On-the-ground Solutions Delivery

The core structure for delivery is a “hub and spoke” model, with a single centre servicing one or more SPOKEs in neighbouring locations.

Centres

The currently operating centre is the Africa Centre of Excellence for Sustainable Cooling and Cold-chain (ACES) – housed on a five hectare campus with adjacent 200 hectare farm in Kigali, Rwanda to undertake collaborative research, test new equipment, develop knowledge, training programmes and robust business models.

Two further Centres of Excellence are in development in India in Haryana and Telangana.

SPOKEs

"SPecialised Outreach and Knowledge Enterprises (SPOKE)"

SPOKEs across the continent will showcase how solutions can be deployed in practical, real-world applications and provide the ground training, capacity building and support for farmers and their communities from designing sustainable community cooling and cold-chain solutions, developing financeable business models, through to the day-to-day operations and Post-harvest Management, as well as developing the network of skilled engineers to support equipment installation and maintenance.

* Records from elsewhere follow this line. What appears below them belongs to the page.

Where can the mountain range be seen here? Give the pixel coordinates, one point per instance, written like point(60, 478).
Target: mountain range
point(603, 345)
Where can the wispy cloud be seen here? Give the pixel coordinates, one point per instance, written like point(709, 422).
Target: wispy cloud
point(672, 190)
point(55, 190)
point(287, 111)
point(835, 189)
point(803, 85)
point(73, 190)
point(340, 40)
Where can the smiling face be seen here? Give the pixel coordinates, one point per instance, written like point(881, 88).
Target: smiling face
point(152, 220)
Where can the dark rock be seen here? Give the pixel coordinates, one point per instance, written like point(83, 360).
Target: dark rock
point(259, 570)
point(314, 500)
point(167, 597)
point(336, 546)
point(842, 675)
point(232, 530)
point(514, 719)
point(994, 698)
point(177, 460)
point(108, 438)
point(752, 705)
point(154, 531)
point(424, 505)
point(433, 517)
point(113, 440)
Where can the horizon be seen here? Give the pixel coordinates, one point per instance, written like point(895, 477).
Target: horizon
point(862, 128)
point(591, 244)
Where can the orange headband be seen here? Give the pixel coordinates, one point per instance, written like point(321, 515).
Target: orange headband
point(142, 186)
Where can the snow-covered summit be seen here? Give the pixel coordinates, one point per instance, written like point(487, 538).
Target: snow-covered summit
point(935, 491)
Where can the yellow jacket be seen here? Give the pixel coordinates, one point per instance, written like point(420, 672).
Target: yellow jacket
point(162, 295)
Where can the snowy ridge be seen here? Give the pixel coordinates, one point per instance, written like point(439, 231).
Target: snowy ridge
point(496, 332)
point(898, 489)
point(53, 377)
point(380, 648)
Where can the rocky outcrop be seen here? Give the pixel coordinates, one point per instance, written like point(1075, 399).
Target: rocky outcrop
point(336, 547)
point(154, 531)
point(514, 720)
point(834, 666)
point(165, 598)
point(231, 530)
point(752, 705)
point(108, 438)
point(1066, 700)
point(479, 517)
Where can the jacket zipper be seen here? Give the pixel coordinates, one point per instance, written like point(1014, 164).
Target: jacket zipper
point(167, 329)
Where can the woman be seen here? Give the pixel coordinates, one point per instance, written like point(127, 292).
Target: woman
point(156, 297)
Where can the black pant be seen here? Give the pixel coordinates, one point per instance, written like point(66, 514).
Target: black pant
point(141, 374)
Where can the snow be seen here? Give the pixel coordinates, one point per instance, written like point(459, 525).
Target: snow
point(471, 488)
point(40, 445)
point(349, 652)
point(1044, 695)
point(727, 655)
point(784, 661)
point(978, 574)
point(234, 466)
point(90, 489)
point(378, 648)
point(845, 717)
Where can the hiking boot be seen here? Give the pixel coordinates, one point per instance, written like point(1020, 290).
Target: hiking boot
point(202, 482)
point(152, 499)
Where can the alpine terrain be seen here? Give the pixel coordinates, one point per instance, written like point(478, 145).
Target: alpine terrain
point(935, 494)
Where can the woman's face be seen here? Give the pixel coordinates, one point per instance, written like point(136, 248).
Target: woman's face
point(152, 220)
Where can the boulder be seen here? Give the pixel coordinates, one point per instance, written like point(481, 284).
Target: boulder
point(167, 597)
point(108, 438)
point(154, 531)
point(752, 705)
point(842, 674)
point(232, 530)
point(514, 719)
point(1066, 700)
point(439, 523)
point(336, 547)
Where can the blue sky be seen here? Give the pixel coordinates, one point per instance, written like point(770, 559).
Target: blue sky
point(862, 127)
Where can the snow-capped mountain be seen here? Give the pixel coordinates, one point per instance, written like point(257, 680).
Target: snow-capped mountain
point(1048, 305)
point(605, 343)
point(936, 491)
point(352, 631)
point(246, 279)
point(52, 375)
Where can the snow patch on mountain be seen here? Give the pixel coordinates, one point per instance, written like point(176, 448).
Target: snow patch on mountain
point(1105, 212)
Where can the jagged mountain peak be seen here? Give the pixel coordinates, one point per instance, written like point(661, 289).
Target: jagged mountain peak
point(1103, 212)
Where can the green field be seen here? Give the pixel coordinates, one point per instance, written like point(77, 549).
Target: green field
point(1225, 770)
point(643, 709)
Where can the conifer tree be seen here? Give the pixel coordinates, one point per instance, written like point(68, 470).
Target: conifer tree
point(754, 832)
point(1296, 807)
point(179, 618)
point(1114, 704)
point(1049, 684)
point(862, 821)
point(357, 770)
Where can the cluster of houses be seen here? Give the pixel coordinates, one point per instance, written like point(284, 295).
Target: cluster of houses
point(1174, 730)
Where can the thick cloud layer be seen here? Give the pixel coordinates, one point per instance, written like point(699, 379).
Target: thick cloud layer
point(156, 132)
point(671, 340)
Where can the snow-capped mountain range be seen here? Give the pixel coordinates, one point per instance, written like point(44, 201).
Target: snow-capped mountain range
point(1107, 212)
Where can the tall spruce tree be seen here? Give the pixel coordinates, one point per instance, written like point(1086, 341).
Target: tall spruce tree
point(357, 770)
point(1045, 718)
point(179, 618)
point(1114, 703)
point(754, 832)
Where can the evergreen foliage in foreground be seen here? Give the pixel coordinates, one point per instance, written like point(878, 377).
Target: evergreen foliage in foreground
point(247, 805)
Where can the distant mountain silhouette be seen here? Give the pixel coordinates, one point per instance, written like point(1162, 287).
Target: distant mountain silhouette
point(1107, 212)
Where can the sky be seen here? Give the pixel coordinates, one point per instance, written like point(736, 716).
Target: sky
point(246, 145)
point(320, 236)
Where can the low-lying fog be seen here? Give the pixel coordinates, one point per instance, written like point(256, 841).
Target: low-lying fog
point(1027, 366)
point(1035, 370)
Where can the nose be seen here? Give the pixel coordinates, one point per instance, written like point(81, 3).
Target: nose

SPOKEs can be sector specific (fish, dairy, etc.) according to the country’s need and to build up a network of expertise to cross-fertilise. A SPOKE will have the following elements: 

The knowledge and training site

This will cascade out the training developed and tested at ACES and/or ACCI into market through on the ground training to farmers as well foundation courses, etc. There will be technology demonstrations to support training.   The team will also be able to provide on-going support and advice.

Policy

The knowledge and training site will facilitate an environment for collaboration between the industry, governments, academia and development institutions. Additionally, the program will offer training sessions designed for policy-makers while emerging technologies can be showcased.

Model CCH

Model CCH where an operational CCH is established based on the results of the needs assessment and first TBYB deployment. This will be in use by a community but is subsidized, so can be used for demonstration and training to other farmer communities and also to test new equipment. It can also act as an outreach base for training, mentoring and even technical support. (Knowledge and Training site and Model CCH can be co-located).

“Try Before You Buy” (TBYB)

Free-of-charge basic cold-chain equipment (pre-cooling, aggregation and cold staging (storage) at community level and temperature-controlled vehicle) lent to farmer communities and co-operatives to enable them to test their business plan, validate their business model and allow their farmers to experience the value of cold-chain before

  • Farmers – (for example) making a financial commitment to a co-operative (even of a few dollars)

  • Co-operative – (for example) pitching a bank for finance to acquire their own cold-chain solution.

Mobile training

We are developing a pilot bespoke training facility which is built into a 40ft container/fixed lorry so as to be able to travel out to communities, technical colleges and other locations to provide training and certification. Benefits of this approach include:

  • Wider reach – including to more remote or distant places where training provision and accessibility are likely limited.
  • Better efficiencies – can take training to people and lower travel and DSA related costs; can access informal market
  • Flexibility to help balance ongoing work commitments and training needs (e.g. for farmers and engineers) rather than force trainees to visit the Centre for an extended.
  • Enables quick deployment of training resources and strengthened support and national capacity – supports effective handling and adoption of low-GWP energy efficient technologies.